Redesigning urban education
How Rutgers students and professors are changing New Jersey’s city schools
Archived article from Mar 8, 2004
By Patricia Lamiell
“Anybody need more money?” Dave DeOliveira shouted above the din of his classroom at the Ridge Street School in Newark. DeOliveira and Lisa Warner, a senior mathematics specialist with the Local Systemic Change Project partnering Rutgers with the Newark public schools, were distributing quarters to a group of energetic eighth graders. None retorted with the obvious, “Yeah, Mr. D., we all need more money.”
They were busy with a problem: If four quarters are tossed into the air, what is the probability that they would come up all heads?
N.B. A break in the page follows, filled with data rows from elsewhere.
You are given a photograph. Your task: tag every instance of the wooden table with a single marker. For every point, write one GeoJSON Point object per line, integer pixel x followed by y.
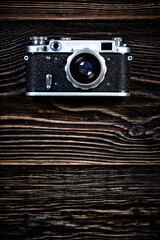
{"type": "Point", "coordinates": [80, 168]}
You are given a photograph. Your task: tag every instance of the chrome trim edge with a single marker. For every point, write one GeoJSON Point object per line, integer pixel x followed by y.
{"type": "Point", "coordinates": [78, 94]}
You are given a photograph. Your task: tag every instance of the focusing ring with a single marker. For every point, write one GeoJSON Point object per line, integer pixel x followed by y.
{"type": "Point", "coordinates": [97, 81]}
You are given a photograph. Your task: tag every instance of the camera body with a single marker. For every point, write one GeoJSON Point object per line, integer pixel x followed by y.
{"type": "Point", "coordinates": [68, 67]}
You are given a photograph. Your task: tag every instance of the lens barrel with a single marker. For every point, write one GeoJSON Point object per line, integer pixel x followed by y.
{"type": "Point", "coordinates": [85, 69]}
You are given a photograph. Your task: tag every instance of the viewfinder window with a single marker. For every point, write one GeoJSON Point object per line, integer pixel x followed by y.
{"type": "Point", "coordinates": [106, 46]}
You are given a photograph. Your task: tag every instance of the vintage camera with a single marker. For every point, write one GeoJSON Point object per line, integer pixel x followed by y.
{"type": "Point", "coordinates": [68, 67]}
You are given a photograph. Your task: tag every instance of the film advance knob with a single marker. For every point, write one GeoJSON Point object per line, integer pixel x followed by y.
{"type": "Point", "coordinates": [38, 40]}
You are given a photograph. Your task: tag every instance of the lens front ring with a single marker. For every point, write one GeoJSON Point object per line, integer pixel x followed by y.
{"type": "Point", "coordinates": [74, 79]}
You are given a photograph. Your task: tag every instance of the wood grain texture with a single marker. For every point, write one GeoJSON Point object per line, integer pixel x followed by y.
{"type": "Point", "coordinates": [79, 203]}
{"type": "Point", "coordinates": [83, 130]}
{"type": "Point", "coordinates": [80, 10]}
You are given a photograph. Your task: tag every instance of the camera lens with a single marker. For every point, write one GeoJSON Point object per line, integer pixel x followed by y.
{"type": "Point", "coordinates": [56, 46]}
{"type": "Point", "coordinates": [85, 69]}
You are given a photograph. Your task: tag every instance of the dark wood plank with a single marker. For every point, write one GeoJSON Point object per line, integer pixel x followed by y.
{"type": "Point", "coordinates": [80, 10]}
{"type": "Point", "coordinates": [83, 131]}
{"type": "Point", "coordinates": [79, 202]}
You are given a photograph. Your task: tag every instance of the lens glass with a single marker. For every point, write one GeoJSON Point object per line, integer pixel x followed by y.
{"type": "Point", "coordinates": [85, 68]}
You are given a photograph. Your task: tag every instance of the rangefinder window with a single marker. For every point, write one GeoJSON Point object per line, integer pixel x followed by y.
{"type": "Point", "coordinates": [106, 46]}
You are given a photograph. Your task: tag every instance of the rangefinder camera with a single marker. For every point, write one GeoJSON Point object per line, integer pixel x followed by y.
{"type": "Point", "coordinates": [68, 67]}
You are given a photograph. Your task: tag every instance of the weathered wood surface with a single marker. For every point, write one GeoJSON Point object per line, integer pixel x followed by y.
{"type": "Point", "coordinates": [80, 130]}
{"type": "Point", "coordinates": [80, 10]}
{"type": "Point", "coordinates": [79, 202]}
As they picked up and tossed the coins, teams of students broke into small groups around the sunny classroom, with its vintage 1911 high ceilings and alabaster-painted walls plastered with inspirational messages and reports on Marcus Garvey, Harriet Tubman and Jackie Robinson.
Hypothesizing, challenging, discarding and hypothesizing again: The teams rose one by one to an overhead projector to deliver and justify their answers. Warner, who is also a doctoral student in mathematics education at the Graduate School of Education–New Brunswick, guided them with Socratic questioning through their presentations but withheld the answer (6.25 percent) for the next session.
The class at Ridge Street School is just one of Rutgers’ many cooperative programs with urban schools in all three cities—Camden, New Brunswick and Newark—where the university has campuses. The schools serve as “laboratories” for training future teachers and trying out new teaching methods. In exchange, they get Rutgers’ help in rewriting their educational agendas based on the most current research and teaching methods.
The programs are based on the belief that urban students respond to teaching methods that aren’t often used in their schools, says Roberta Y. Schorr, associate professor of mathematics education on the Newark campus and the principal investigator for the Rutgers component of the Local Systemic Change Project. “Notice that we let them grapple with these questions,” Schorr said, while observing DeOliveira’s class. “We create a culture in which thinking is valued, and the kids pick up on that.”
Rutgers’ work in urban schools is part of its mission as the state university of New Jersey. State Supreme Court rulings in recent years have noted that children in poor districts enter kindergarten as much as two years behind their suburban counterparts, and that, absent intervention, the gap widens as they go through school. The court has directed a massive infusion of state resources into thoroughly reforming urban schools, and Rutgers is an important conduit for those resources and a source of expertise.
“It is essential that Rutgers play a role,” said Paul Tractenberg, a professor of law at the School of Law–Newark who has worked since 1970 on education funding and reform issues and is founder and director of the Institute on Education Law and Policy, an interdisciplinary research center on education policy at Rutgers–Newark. “This is a perfect and a crucial marriage to occur now.”
Richard De Lisi, acting dean of the Graduate School of Education (GSE), said that because Rutgers has campuses in three of New Jersey's largest cities, the university is in a position to develop cooperative relationships with urban schools. “This gives us the opportunity to closely study the problems in urban education, which are massive, and to offer our resources, wherever we can, to try to solve them,” De Lisi said. He noted that Rutgers also funnels national funding to urban schools. The Local Systemic Change Project in Newark, for example, is funded by a $5.6 million National Science Foundation (NSF) grant. The Newark program was followed by a $10 million NSF-funded center for learning and teaching called MetroMath: The Center for Mathematics in America’s Cities. MetroMath is a partnership of Rutgers–New Brunswick, Rutgers–Newark, the City University of New York/Graduate Center and the University of Pennsylvania as well as public school districts in Newark, Plainfield, New York City and Philadelphia.